My brother got off the bus, avoided eye contact with the crazy tree lady, and walked the two blocks home with all the angst a nine-year-old could muster. 

When we drive by that tree today, we remember that story and laugh. Because, as the saying goes, you can either laugh or cry, right?

My mom chooses to laugh.

One night when I was a teenager, I was lying in bed trying to fall asleep when I started hearing loud belly laughs coming from my mom’s bedroom, which was directly above mine.

Wild peals of laughter were not common in our household at that particular time; my dad had passed away just shortly before following a brutal year-long fight with brain cancer. So to hear my mom laughing alone in the room they had once shared was a little bit alarming. It finally got loud enough that I decided to go upstairs to see what was going on.

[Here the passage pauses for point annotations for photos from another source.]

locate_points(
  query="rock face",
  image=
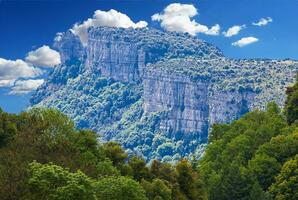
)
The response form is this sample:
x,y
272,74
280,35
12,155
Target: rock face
x,y
120,60
185,100
157,93
190,106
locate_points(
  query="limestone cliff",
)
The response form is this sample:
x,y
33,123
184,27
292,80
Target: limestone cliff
x,y
157,93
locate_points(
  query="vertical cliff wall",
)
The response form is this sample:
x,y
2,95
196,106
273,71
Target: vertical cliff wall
x,y
157,93
120,60
190,105
185,100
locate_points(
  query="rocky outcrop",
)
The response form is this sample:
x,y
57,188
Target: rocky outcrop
x,y
158,93
225,107
185,100
69,46
120,60
190,106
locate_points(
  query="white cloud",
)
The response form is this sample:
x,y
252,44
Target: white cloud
x,y
177,17
245,41
10,70
58,37
234,30
44,57
25,86
111,18
214,30
263,21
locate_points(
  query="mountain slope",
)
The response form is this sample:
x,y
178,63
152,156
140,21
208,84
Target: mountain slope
x,y
157,93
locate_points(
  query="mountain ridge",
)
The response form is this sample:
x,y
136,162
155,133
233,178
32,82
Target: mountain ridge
x,y
157,93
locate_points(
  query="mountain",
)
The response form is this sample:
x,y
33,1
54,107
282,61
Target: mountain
x,y
157,93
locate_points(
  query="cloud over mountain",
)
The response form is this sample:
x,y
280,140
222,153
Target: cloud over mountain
x,y
234,30
178,17
11,70
245,41
25,86
111,18
44,57
263,21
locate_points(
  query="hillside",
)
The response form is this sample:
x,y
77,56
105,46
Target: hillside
x,y
155,92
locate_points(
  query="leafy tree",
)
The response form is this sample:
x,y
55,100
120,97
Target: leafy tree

I found her sitting in bed, reading a book compilation of Erma Bombeck’s greatest columns, and laughing her head off. I curled up next to her as she read to me, and laughed along at Erma’s anecdotes about family life and motherhood, most of which I wouldn’t fully understand until I became a mother myself. For me, that night was the equivalent of a toddler taking a tumble and looking for her parents’ reaction before she decides whether or not she’s hurt. I saw my mom finding joy even in her grief and felt reassured that this pain, though intense, wasn’t terminal. 

Now that I’m a mother, I marvel at how my mom pulled not just herself, but her three children as well, out of our overwhelming abyss of loss. Even when I’m at the top of my mothering game, I find it difficult to help a child through something as trivial as losing a school election or moving away from a best friend. To guide and love and mother three devastated children out of darkness and into light, when you yourself are fighting not to drown under the weight of it all, is beyond my comprehension.

Faith. Love. Laughter. That’s how she did it. As usual, it was just what we needed.